Was viele Kunden nicht bedenken, ist, dass es oft nicht bei dem Schnäppchenpreis bleibt, der sie zum Kauf verlockt. Bueb warnt: "Da die Waren aus China kommen, fallen Zollgebühren an." Die werden vom Anbieter nicht miteingepreist, da sie je nach Zielland unterschiedlich hoch ausfallen - in Deutschland orientieren sie sich vor allem am Warenwert. "Dann haben Sie beispielsweise ein Schnäppchen für 30 Euro inklusive Versandkosten gemacht - aber mit den Zollgebühren ist das Schnäppchen eben gegebenenfalls gar nicht mehr so günstig", erklärt die Verbraucherschützerin.  

Temu Rücksendung

Temu selbst wirbt auf seiner Webseite damit, dass die erste Retoure für jede Bestellung kostenlos sei und alle Artikel im Originalzustand innerhalb von 90 Tagen nach dem Kauf vollständig erstattet werden können.

Doch das scheint wohl nicht immer zu klappen, wie die Verbraucherschützerin anmerkt: "Es gibt zwar einen Kundenservice für Europa, aber der scheint - soweit wir es mitbekommen haben - auch nicht 100-prozentig zu funktionieren." Dazu kommt, dass selbst bei einer kostenlosen Rücksendung sehr wohl weitere Kosten anfallen können: "Denn wenn ich etwa 10 Artikel für 24 Euro bestellt habe und davon 5 Artikel im Wert von 10 Euro zurückschicken möchte - dann überlegt sich jeder gut, das zu machen, weil dann vielleicht nochmal Zollgebühren anfallen." Bueb kritisiert: "Durch dieses System werden letztendlich meine Verbraucherrechte ausgehebelt - denn ich habe zwar eine Rücksendemöglichkeit, aber die Frage ist: Zu welchen Kosten?
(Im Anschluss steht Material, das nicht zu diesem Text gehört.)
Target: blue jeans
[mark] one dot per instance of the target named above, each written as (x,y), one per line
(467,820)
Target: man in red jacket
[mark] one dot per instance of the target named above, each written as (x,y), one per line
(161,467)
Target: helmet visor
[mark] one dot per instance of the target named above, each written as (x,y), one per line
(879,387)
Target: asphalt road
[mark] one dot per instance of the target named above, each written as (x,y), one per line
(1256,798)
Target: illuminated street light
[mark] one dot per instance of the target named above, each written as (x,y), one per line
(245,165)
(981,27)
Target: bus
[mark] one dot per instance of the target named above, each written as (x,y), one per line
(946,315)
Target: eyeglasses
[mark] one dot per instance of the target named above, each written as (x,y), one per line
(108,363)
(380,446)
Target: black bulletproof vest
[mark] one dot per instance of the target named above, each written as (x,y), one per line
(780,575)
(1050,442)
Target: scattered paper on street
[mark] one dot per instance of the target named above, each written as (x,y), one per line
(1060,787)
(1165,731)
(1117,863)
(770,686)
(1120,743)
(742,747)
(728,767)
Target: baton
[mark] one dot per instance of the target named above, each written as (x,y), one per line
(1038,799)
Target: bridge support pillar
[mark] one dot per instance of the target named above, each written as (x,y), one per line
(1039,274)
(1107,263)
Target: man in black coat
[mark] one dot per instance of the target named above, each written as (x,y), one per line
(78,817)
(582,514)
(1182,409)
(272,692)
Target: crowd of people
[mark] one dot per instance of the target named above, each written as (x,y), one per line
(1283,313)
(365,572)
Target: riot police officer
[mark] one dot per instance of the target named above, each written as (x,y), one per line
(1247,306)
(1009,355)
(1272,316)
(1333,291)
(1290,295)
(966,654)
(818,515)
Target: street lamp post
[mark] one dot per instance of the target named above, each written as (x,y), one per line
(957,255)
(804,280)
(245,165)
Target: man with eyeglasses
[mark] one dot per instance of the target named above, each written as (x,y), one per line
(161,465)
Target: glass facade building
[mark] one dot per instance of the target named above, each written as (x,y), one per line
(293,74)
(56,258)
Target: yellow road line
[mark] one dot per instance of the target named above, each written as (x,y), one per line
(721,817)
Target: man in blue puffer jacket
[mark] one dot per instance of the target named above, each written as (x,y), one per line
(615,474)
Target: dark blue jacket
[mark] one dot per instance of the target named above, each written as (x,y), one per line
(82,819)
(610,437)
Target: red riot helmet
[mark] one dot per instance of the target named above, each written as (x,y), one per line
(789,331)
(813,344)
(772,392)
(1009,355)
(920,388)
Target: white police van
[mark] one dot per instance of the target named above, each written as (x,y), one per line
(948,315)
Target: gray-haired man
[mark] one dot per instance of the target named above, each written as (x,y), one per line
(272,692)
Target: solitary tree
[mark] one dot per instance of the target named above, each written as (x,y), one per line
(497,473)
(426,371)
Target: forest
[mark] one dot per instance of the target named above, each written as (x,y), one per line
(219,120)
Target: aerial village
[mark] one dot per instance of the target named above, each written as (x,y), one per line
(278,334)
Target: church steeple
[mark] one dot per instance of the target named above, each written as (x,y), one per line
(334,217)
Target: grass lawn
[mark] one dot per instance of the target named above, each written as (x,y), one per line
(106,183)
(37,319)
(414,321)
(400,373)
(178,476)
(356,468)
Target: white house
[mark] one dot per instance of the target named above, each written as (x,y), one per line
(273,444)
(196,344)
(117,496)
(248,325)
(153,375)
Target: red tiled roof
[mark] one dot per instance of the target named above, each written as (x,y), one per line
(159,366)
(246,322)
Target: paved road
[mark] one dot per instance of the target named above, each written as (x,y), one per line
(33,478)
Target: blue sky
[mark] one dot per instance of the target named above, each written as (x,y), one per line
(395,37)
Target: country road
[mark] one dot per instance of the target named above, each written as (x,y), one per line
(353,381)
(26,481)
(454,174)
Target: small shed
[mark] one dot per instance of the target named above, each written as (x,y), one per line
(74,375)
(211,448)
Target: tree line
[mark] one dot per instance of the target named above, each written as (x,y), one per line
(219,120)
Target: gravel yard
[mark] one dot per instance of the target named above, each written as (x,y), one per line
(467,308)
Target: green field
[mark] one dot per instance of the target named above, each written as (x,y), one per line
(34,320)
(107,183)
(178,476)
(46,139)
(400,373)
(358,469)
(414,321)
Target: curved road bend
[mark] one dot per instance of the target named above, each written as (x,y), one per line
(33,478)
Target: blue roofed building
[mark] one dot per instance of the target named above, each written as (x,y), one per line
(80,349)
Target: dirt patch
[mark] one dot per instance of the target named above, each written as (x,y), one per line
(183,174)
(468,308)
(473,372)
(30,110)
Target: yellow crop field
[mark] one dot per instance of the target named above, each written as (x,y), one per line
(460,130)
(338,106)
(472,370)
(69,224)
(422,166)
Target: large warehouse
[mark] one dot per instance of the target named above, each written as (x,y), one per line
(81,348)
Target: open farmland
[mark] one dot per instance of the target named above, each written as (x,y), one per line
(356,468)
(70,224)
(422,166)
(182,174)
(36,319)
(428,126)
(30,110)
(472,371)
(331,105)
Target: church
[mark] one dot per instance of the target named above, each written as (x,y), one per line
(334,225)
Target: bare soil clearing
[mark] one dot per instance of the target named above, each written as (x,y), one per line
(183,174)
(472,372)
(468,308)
Und lohnt sich das?"

Das Fazit der Verbraucherschützerin zu Temu: "Temu ist kein Fake-Shop, aber ich muss mir überlegen: Möchte ich gute Ware? Möchte ich geprüfte Ware - gerade bei Elektrogeräten? Möchte ich unter dem Gesichtspunkt der Nachhaltigkeit nicht irgendetwas wegwerfen müssen, lange Postwege verursachen? Man kann sich das anschauen, aber man sollte sehr vorsichtig sein."

Mehr zum Thema Online-Shopping: Fast jeder von uns hat schon mal online im Ausland geshoppt - ohne es zu merken. Was tun, wenn ich auf einmal Zoll zahlen muss oder meine Lieferung gar nicht kommt? Lesen Sie dazu: Online Einkaufen im Ausland. Fake-Shops erkennen und So schützen Sie Ihr Paypal-Konto.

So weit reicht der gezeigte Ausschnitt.